We also needed to prepare for the large-group plenary at the Proclaim gathering. Not an easy task as each of us could have talked for hours about the significance of this mission and its effect in our lives! Proclaim members had submitted questions like “What were the gifts and burdens of helping birth this movement?” and “What are you ‘known’ for and what would you like to be known for?” Our responses were videotaped and will be archived for future generations to learn about the beginnings of our movement.
Following our comments, each of the Proclaim members responded with one or two words about their experience of hearing from the instigators. In those moments, I saw in the Proclaim community the collective embodiment of the vision that guided our work for so many years.

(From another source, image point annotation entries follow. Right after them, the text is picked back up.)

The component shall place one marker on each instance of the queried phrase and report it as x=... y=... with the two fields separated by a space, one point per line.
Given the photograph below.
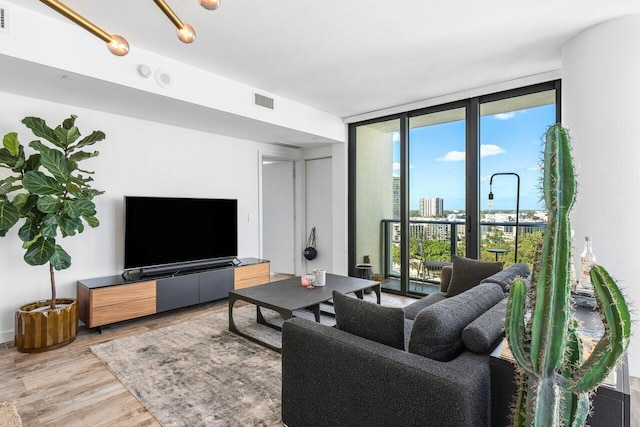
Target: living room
x=208 y=138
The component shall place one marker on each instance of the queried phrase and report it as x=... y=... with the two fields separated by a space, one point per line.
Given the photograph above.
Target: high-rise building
x=431 y=207
x=396 y=197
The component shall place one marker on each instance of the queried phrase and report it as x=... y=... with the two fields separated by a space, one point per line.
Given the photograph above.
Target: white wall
x=136 y=158
x=278 y=216
x=601 y=107
x=319 y=207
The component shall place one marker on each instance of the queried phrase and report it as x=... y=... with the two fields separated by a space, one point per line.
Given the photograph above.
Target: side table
x=611 y=402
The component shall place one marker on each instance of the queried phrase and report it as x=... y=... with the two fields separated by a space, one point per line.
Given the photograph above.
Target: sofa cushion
x=467 y=273
x=480 y=335
x=369 y=320
x=445 y=278
x=437 y=329
x=412 y=310
x=505 y=277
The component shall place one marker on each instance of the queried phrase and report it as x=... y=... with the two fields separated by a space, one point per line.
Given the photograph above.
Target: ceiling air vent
x=263 y=101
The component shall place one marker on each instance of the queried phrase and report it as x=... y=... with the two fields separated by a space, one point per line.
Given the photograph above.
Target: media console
x=106 y=300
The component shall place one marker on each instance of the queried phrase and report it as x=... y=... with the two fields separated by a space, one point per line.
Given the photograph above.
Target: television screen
x=165 y=230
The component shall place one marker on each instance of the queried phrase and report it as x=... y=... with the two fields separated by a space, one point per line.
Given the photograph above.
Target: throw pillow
x=467 y=273
x=369 y=320
x=437 y=330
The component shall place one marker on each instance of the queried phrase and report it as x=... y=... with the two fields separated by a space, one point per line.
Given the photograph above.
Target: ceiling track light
x=117 y=44
x=185 y=32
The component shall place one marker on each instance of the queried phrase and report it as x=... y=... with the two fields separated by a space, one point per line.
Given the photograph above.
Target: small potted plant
x=50 y=196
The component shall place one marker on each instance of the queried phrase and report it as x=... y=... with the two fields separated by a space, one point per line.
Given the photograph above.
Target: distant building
x=396 y=197
x=432 y=207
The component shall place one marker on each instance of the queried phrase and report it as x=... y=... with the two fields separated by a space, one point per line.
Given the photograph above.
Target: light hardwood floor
x=71 y=387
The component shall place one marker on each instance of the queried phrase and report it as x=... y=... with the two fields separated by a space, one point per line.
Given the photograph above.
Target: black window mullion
x=404 y=204
x=472 y=170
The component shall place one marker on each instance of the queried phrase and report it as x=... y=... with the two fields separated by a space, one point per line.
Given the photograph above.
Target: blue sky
x=510 y=142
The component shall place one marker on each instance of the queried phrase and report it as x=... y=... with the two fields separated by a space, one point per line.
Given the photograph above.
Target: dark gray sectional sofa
x=332 y=377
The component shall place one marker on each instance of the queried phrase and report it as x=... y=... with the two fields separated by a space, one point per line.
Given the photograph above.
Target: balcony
x=433 y=243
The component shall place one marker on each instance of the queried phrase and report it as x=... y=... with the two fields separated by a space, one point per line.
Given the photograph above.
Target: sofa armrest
x=330 y=377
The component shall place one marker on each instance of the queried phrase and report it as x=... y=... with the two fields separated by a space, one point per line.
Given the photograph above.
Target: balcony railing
x=434 y=242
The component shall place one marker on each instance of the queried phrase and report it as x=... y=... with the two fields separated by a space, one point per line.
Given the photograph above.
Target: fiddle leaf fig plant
x=48 y=191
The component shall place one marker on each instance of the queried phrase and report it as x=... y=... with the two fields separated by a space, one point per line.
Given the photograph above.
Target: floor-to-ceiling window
x=419 y=184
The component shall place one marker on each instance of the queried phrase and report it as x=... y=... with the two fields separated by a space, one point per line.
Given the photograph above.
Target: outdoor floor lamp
x=490 y=204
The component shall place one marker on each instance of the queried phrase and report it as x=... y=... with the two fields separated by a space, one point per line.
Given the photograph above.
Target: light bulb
x=210 y=4
x=118 y=45
x=186 y=34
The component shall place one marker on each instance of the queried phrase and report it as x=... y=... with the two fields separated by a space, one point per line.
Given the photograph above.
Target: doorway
x=278 y=214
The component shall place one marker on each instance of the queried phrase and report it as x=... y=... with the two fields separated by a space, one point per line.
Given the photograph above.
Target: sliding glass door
x=436 y=194
x=419 y=184
x=511 y=140
x=377 y=208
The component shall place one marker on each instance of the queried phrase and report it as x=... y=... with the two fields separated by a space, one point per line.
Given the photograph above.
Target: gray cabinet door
x=216 y=284
x=177 y=292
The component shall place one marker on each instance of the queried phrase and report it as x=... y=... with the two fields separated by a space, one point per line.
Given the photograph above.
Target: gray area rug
x=197 y=373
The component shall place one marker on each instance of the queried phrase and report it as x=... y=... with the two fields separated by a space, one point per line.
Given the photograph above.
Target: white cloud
x=452 y=156
x=487 y=150
x=505 y=116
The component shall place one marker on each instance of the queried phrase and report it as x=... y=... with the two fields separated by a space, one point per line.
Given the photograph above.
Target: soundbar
x=186 y=266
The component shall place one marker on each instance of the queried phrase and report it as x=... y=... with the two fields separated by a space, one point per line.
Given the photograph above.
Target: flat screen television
x=175 y=232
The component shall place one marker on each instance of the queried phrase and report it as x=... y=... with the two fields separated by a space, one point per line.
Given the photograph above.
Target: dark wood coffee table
x=286 y=296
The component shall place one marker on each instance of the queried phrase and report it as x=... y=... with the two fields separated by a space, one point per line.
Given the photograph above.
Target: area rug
x=197 y=373
x=9 y=416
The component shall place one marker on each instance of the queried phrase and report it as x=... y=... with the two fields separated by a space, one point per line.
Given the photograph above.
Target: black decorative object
x=310 y=251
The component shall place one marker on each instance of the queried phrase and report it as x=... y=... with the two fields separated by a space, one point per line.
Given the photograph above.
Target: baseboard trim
x=7 y=336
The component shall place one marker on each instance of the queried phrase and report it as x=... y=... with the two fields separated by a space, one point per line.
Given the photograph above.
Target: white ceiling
x=349 y=57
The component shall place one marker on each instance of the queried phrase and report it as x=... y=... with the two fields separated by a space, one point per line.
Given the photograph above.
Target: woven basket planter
x=40 y=328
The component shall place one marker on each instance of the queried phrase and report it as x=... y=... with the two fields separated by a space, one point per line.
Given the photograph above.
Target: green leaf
x=9 y=215
x=39 y=146
x=11 y=143
x=96 y=135
x=83 y=155
x=55 y=162
x=69 y=226
x=48 y=204
x=6 y=185
x=92 y=221
x=32 y=163
x=38 y=183
x=79 y=207
x=7 y=159
x=67 y=137
x=40 y=251
x=60 y=259
x=39 y=128
x=70 y=122
x=50 y=226
x=25 y=202
x=28 y=231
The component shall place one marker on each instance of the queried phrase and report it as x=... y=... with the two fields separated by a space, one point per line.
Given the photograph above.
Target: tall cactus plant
x=555 y=380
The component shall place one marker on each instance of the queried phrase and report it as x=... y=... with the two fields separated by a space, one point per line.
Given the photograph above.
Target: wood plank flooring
x=71 y=387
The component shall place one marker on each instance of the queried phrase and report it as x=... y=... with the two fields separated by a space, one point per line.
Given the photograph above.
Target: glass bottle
x=587 y=260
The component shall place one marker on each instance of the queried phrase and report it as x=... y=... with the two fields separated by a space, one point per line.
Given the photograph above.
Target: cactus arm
x=520 y=406
x=615 y=341
x=515 y=325
x=551 y=315
x=575 y=407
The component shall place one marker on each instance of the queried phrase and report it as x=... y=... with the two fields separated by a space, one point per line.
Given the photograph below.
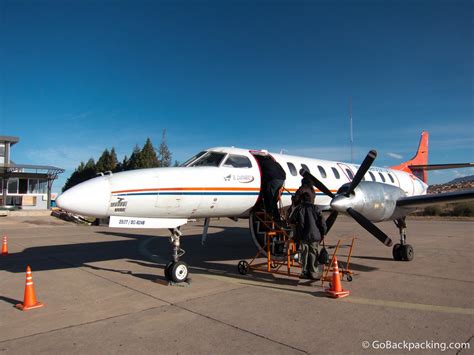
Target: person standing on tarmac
x=306 y=187
x=310 y=230
x=273 y=179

With great passion – and in the abstract – we had created a way to ministry for those whose calls were being ignored, refused, or discarded by the ELCA because they were LGBT persons who wanted the option to have a partner and family. At that time, the ELCA required LGBT clergy to be celibate. We stood witness to the testimony shown in each life of each candidate for extraordinary ordination and call to active ministry.

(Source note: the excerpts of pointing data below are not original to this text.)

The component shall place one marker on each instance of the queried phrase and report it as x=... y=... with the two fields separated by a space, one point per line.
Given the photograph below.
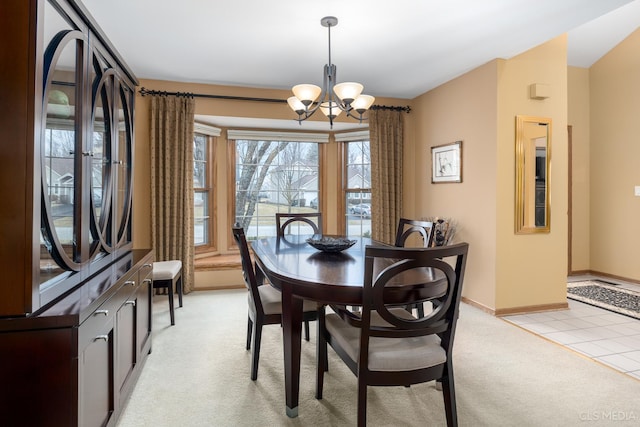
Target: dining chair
x=410 y=227
x=388 y=346
x=286 y=221
x=407 y=230
x=265 y=303
x=168 y=275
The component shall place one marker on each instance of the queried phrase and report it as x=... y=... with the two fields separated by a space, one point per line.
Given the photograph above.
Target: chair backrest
x=447 y=263
x=248 y=271
x=407 y=228
x=285 y=220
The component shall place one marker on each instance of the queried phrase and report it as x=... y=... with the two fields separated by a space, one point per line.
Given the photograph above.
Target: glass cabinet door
x=123 y=165
x=102 y=78
x=61 y=143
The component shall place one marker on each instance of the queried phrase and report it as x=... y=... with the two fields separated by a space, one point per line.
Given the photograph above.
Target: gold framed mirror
x=533 y=157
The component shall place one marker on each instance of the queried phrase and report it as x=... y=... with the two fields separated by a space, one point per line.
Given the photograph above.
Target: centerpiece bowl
x=331 y=243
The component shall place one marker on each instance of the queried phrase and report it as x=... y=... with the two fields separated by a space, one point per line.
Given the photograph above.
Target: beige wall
x=331 y=184
x=462 y=109
x=578 y=113
x=504 y=271
x=615 y=161
x=532 y=268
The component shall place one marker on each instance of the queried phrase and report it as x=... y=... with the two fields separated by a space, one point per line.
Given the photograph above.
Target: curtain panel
x=172 y=119
x=386 y=128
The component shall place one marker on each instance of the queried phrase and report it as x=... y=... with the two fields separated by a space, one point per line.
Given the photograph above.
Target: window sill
x=218 y=262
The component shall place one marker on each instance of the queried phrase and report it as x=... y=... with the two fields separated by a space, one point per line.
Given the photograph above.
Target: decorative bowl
x=331 y=243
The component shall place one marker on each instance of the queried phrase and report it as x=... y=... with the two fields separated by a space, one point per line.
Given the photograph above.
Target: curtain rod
x=143 y=92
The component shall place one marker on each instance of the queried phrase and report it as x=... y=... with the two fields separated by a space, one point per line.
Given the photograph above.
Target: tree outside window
x=203 y=189
x=358 y=188
x=272 y=177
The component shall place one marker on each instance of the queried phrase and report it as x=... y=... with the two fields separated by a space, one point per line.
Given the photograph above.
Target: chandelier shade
x=332 y=98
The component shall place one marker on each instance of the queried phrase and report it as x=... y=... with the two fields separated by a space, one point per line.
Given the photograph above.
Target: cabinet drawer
x=93 y=326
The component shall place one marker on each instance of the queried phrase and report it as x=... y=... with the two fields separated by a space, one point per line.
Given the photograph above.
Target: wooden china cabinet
x=75 y=297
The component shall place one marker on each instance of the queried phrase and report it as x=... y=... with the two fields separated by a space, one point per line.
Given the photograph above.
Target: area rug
x=606 y=295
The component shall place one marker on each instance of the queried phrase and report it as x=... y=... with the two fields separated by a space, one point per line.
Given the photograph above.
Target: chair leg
x=255 y=353
x=171 y=305
x=249 y=329
x=321 y=354
x=362 y=404
x=449 y=395
x=179 y=286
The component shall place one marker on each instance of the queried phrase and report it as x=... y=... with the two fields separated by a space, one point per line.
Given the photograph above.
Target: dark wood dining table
x=300 y=272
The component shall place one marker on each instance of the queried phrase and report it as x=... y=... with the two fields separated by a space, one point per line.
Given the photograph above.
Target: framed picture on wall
x=446 y=163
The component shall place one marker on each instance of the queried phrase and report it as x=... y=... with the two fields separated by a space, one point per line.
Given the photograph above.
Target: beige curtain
x=386 y=129
x=172 y=120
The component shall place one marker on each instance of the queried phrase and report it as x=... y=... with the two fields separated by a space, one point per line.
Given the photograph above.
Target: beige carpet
x=198 y=375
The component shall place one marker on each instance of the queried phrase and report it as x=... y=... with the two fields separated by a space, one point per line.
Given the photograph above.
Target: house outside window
x=357 y=183
x=274 y=173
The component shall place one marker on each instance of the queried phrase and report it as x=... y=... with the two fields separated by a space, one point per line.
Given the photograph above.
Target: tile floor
x=610 y=338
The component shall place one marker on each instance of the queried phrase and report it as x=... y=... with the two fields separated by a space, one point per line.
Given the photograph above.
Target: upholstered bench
x=168 y=274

As I listened and looked into the eyes of each Proclaim speaker, our long held vision came into sharp focus, embodied in each person. In those moments I more fully felt the Power of God, shown in the future ministries of these dedicated followers of Jesus. What is now will be continued. Their ministries and that of those who join them will truly proclaim the Gospel in ways we cannot yet imagine.
The vision that had guided me and many others for so long was now gloriously visible in the flesh before us. I see and celebrate that picture in my mind’s eye each day.
Thanks be to God!
Mari Griffiths Irvin’s long-dormant faith was rekindled by the extraordinary ordinations of Jeff, Phyllis, and Ruth in 1990 and her subsequent membership at St. Francis Lutheran Church in San Francisco. Her retirement in 2000 as professor emerita from the University of the Pacific in Stockton, CA allowed her more time to work passionately as a Lutheran LGBTQ activist. More recently, Mari reinvented herself as a bookstore owner in Yachats, Oregon where she, her spouse (Jeannine Janson), and her sister (Mary Wiltse) work as partners in selling “previously enjoyed and gently used books.”